On the number line, three sets of five identical intervals must be made beginning at zero. We will achieve 15 by organising three separate groups. Consider the following number line: 3 x 5 = 15.

Multiplication of Numbers on Number Line

Now let’s see some number line examples.

### Solved Examples

Q 1. Perform the operation 3 + (-4) using a number line.

Ans:

Here, since the second number is $-4$ and the result is $-1$, we start with 3 and move 4 units to the left on the number line.

Q 2. How will you operate 7 + 12 using a number line? Explain in words.

Ans: The number 7 is marked on the number line. From there, we will proceed 12 units to the right on the number line, where we will eventually arrive at 19.

As a result, we use a number line to calculate 7 + 12 = 19.

Q 3. Add -5 and -2 using the number line.

Ans: Here, the first number is -5 and the second number is -2; both are negative. Locate -2 on the number line. Then moving 5 places to the left will give -7.

Q 4. Subtract 5 from 2 using the number line

Ans: Here the first number is 2 and the second number is 5; both are positive. First, locate 2 on the number line. Then moving 5 places to the left will give us -3.

Subtraction on Number Line

### Practice Questions

Q 1. When -2 is added to 8, keeping 8 as the reference, we move by ____ on the number line.

Ans: 2 units towards the left

Q 2. Which way do we move on the number line when we add a positive number?

Ans: Right of the number line

Q 3. Which way do the negative numbers are placed to the zero?

Ans: To the left

Q 4. Which way do the positive numbers lie to the zero?

Ans: To the right

Q 5. The addition of 8 and 1 in the number line is____

Ans: 9

## Summary

Integers are plotted on a number line by adhering to the following fundamental guidelines: all positive numbers higher than zero, like $1,2,3, \ldots$, etc., are plotted to the right of zero, while all negative integers less than zero, like, $-1,-2,-3, \ldots$ etc., are plotted to the left of zero. The integer zero is precisely displayed in the middle. As an illustration, the integer 3 is plotted to the right of 0 , whereas the value $-4$ is drawn to the left of 0.

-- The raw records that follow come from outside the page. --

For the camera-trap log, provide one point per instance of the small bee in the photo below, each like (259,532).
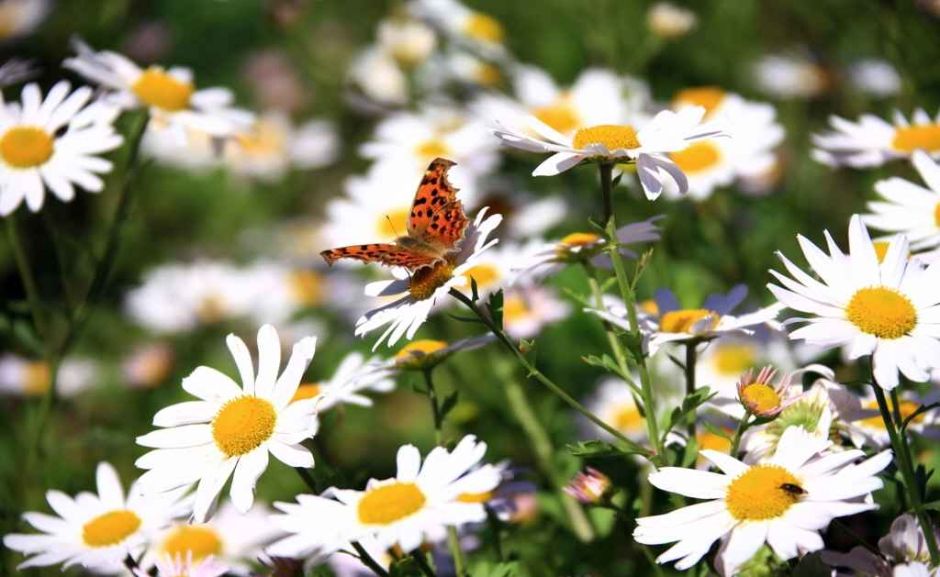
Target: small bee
(794,490)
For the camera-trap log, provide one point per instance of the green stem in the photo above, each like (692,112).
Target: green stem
(533,372)
(902,452)
(453,542)
(691,358)
(629,301)
(544,453)
(743,424)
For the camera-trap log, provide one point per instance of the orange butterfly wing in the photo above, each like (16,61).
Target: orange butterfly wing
(437,217)
(382,253)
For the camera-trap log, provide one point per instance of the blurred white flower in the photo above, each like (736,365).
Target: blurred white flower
(53,143)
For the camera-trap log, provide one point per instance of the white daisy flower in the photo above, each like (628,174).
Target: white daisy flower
(231,537)
(94,531)
(910,208)
(872,141)
(53,144)
(790,76)
(170,94)
(231,429)
(669,21)
(354,376)
(31,378)
(748,150)
(784,502)
(598,96)
(415,139)
(889,310)
(665,321)
(415,506)
(20,17)
(376,206)
(418,294)
(271,145)
(648,146)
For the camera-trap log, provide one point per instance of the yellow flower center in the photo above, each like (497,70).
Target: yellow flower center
(425,281)
(433,148)
(389,503)
(306,391)
(306,287)
(907,409)
(242,425)
(200,541)
(561,116)
(685,320)
(580,239)
(697,157)
(919,137)
(484,28)
(708,97)
(611,136)
(763,492)
(110,528)
(515,308)
(627,418)
(36,378)
(394,224)
(486,275)
(156,88)
(760,398)
(881,249)
(733,359)
(475,497)
(882,312)
(26,146)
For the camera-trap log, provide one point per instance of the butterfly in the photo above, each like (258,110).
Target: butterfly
(436,226)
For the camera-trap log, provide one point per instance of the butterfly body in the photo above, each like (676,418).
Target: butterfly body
(436,226)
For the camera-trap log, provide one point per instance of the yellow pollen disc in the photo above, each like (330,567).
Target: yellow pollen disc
(907,409)
(919,137)
(242,424)
(760,398)
(627,419)
(425,281)
(393,224)
(484,27)
(306,287)
(26,147)
(580,239)
(419,348)
(708,97)
(714,442)
(881,249)
(882,312)
(698,157)
(561,116)
(733,359)
(110,528)
(389,503)
(649,307)
(432,148)
(515,308)
(485,274)
(156,88)
(306,391)
(475,497)
(761,493)
(612,136)
(488,75)
(684,321)
(200,541)
(36,378)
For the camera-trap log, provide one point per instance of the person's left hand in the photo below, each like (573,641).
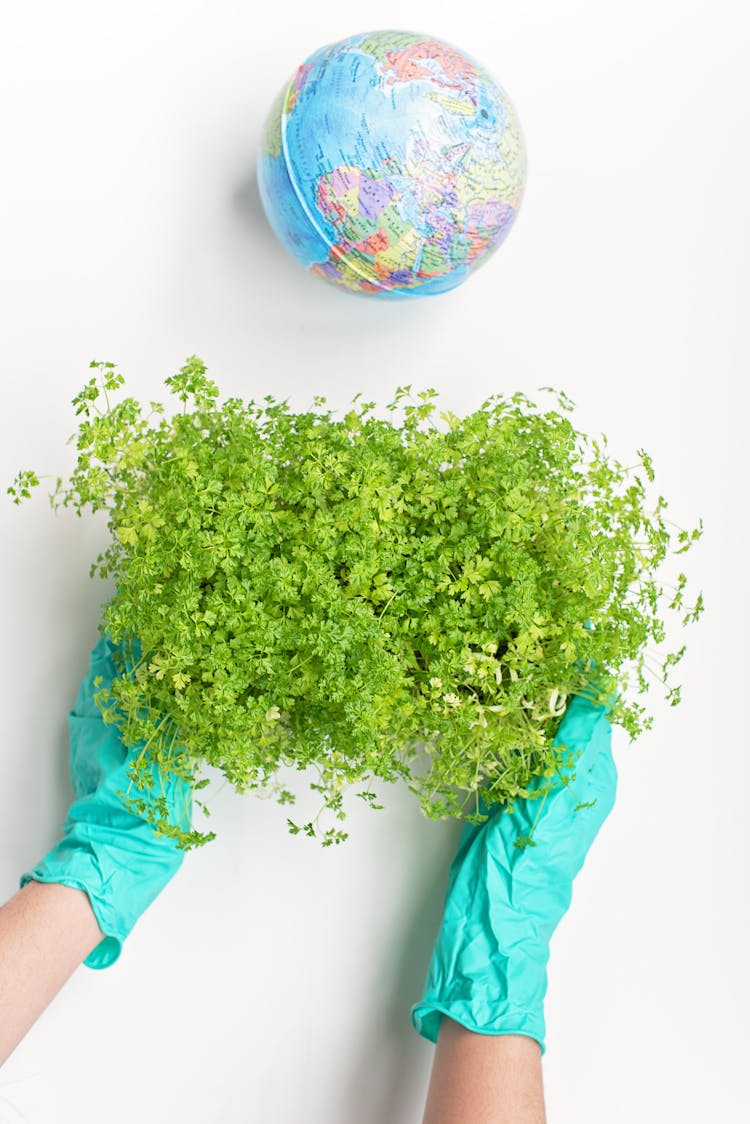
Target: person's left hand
(488,969)
(106,850)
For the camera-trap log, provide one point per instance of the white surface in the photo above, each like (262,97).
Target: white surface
(272,979)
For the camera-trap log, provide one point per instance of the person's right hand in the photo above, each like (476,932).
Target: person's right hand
(106,850)
(488,969)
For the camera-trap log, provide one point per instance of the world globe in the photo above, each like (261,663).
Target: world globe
(391,164)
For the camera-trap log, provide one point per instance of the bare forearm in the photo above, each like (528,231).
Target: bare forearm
(46,931)
(485,1078)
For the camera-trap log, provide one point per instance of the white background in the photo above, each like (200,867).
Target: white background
(272,979)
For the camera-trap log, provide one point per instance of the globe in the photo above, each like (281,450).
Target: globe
(391,164)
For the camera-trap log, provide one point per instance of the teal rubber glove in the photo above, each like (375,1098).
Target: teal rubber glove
(488,969)
(106,850)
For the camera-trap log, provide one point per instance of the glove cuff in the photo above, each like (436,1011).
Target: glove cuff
(88,860)
(504,1018)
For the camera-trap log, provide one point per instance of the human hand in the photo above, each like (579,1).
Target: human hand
(488,969)
(108,851)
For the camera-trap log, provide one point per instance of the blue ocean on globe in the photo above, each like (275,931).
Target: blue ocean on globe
(391,164)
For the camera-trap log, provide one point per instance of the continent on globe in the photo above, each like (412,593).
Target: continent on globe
(391,164)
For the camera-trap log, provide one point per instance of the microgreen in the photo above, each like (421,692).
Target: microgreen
(370,598)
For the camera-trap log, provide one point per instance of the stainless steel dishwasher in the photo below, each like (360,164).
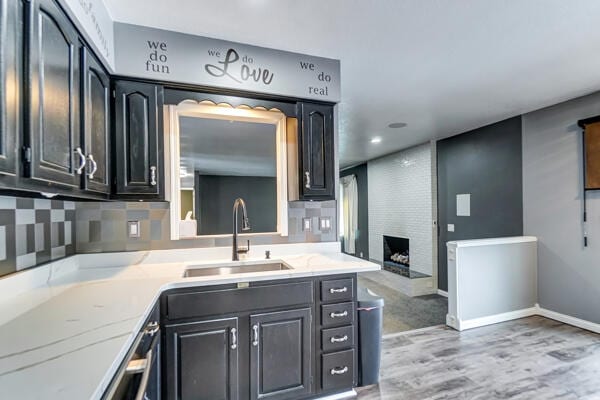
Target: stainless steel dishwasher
(138,377)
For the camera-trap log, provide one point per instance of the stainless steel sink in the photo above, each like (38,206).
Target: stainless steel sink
(200,270)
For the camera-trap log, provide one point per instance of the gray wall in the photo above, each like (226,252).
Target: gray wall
(362,181)
(215,197)
(569,274)
(487,163)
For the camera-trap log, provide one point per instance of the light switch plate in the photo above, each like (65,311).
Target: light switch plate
(325,224)
(133,229)
(306,224)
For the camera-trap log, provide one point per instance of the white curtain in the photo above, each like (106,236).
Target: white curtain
(350,212)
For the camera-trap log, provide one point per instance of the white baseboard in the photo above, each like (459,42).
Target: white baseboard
(339,396)
(567,319)
(461,325)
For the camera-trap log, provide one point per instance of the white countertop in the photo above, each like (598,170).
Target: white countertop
(66,327)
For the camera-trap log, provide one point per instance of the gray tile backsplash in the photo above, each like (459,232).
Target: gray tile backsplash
(34,231)
(103,227)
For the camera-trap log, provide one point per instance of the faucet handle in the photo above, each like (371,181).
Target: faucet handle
(243,250)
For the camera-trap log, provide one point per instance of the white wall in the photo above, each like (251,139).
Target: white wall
(569,274)
(401,203)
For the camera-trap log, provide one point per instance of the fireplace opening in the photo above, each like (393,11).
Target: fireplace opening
(396,251)
(396,257)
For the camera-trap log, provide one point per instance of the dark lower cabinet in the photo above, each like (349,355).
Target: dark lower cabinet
(317,152)
(138,140)
(96,123)
(263,341)
(280,354)
(52,154)
(10,47)
(202,359)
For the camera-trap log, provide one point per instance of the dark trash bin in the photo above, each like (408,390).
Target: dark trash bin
(370,326)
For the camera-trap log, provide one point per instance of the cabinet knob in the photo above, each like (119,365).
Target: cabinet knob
(338,371)
(338,315)
(338,339)
(153,175)
(255,332)
(82,160)
(340,290)
(94,166)
(233,338)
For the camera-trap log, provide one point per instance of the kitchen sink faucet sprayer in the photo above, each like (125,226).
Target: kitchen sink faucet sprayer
(245,226)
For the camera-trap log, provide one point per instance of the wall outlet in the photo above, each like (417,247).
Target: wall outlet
(325,224)
(306,224)
(133,229)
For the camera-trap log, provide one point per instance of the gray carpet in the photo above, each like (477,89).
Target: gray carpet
(403,313)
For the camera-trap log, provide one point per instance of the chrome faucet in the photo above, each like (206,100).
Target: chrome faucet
(245,226)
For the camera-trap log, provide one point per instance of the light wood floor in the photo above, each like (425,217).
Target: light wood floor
(531,358)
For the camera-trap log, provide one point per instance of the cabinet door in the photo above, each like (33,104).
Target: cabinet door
(280,354)
(202,360)
(138,140)
(53,126)
(317,152)
(10,45)
(96,125)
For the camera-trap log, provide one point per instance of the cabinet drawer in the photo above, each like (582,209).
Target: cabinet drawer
(218,302)
(337,370)
(337,338)
(337,314)
(337,290)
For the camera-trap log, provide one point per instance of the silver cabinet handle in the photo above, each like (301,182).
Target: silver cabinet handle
(338,339)
(153,175)
(145,377)
(94,166)
(255,331)
(339,315)
(233,338)
(79,169)
(341,290)
(338,371)
(152,328)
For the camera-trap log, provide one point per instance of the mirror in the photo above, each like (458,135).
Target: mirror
(220,153)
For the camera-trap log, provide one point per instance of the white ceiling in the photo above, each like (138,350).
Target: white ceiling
(442,67)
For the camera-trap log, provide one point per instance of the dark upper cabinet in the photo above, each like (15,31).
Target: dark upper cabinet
(316,152)
(95,106)
(10,47)
(202,360)
(280,355)
(52,152)
(138,140)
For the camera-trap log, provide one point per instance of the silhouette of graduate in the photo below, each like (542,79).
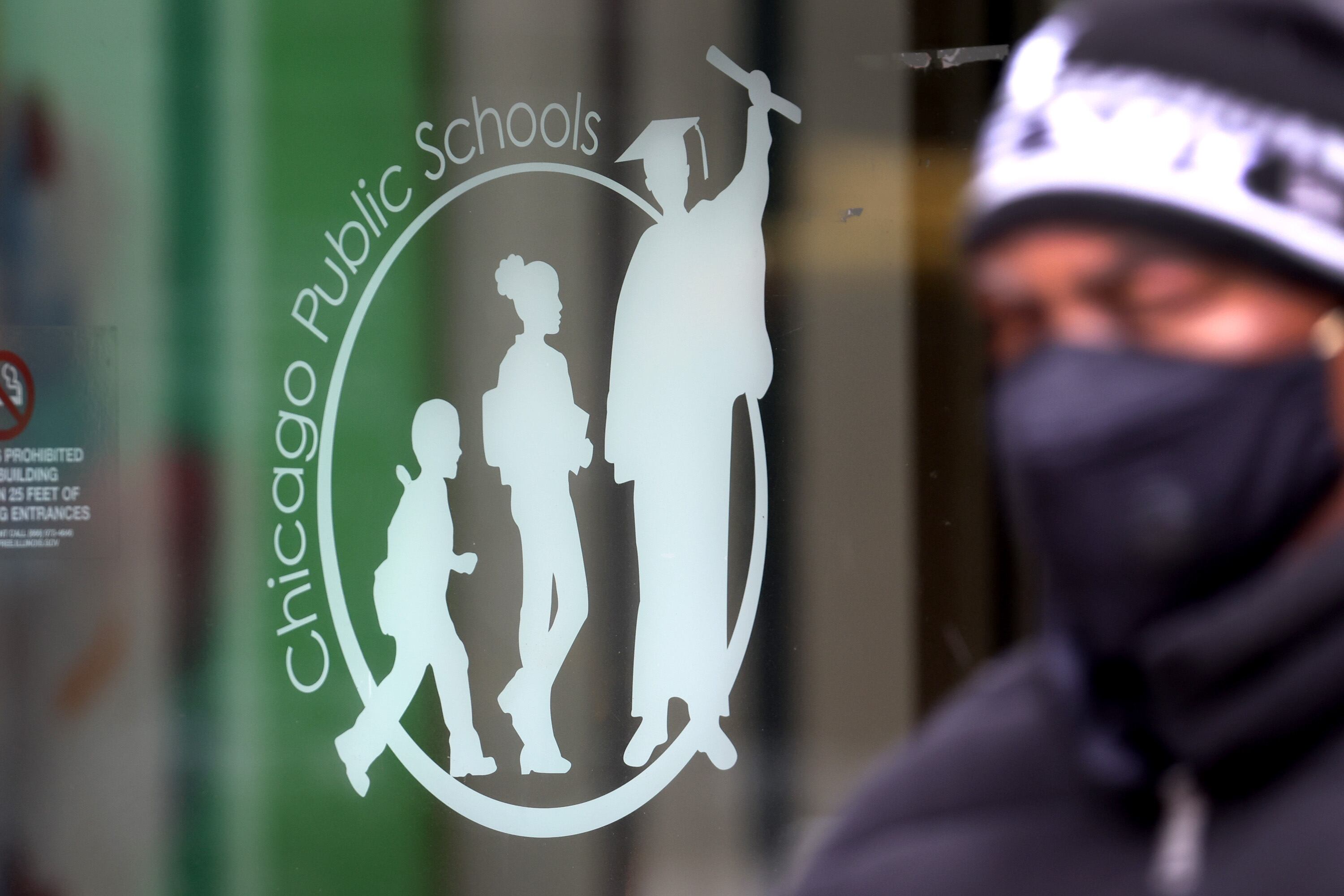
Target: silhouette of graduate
(690,339)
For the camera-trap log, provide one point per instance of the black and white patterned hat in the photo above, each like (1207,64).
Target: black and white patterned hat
(1219,123)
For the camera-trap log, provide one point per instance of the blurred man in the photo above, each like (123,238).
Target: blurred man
(1158,248)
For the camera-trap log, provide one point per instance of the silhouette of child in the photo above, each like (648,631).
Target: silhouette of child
(410,598)
(537,437)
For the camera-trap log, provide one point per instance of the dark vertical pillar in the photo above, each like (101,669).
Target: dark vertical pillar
(619,558)
(191,474)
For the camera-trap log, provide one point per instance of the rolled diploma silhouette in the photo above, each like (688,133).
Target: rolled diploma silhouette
(719,61)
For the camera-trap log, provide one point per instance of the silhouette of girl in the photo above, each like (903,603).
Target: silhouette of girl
(537,437)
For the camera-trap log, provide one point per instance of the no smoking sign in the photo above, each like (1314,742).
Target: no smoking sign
(17,396)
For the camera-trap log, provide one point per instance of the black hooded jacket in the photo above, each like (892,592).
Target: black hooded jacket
(1017,788)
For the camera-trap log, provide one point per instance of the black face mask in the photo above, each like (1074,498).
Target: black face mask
(1148,482)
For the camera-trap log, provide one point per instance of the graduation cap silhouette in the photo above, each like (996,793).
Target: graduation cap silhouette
(666,139)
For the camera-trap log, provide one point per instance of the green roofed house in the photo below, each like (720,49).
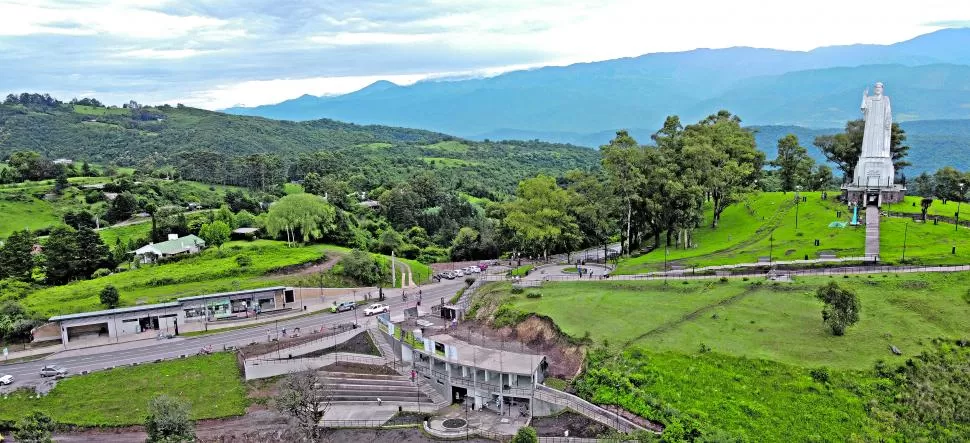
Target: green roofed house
(175,245)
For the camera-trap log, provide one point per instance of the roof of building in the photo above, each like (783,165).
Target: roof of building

## FAQs on Representation of Integers on Number Line

1. What is the number line in fraction?

A fraction on a number line is a graphic representation of fractions. It is accomplished by plotting the given fraction(s) on a number line where the section or distance between two integers is divided into equal portions equal to the given fraction's denominator.

2. Can whole numbers be represented on a number line?

Yes, whole numbers can be represented on a number line.

3. Who created the number line?

The concept of the number line was developed by Napier (1616). John Wallis introduced the number line into his algebra.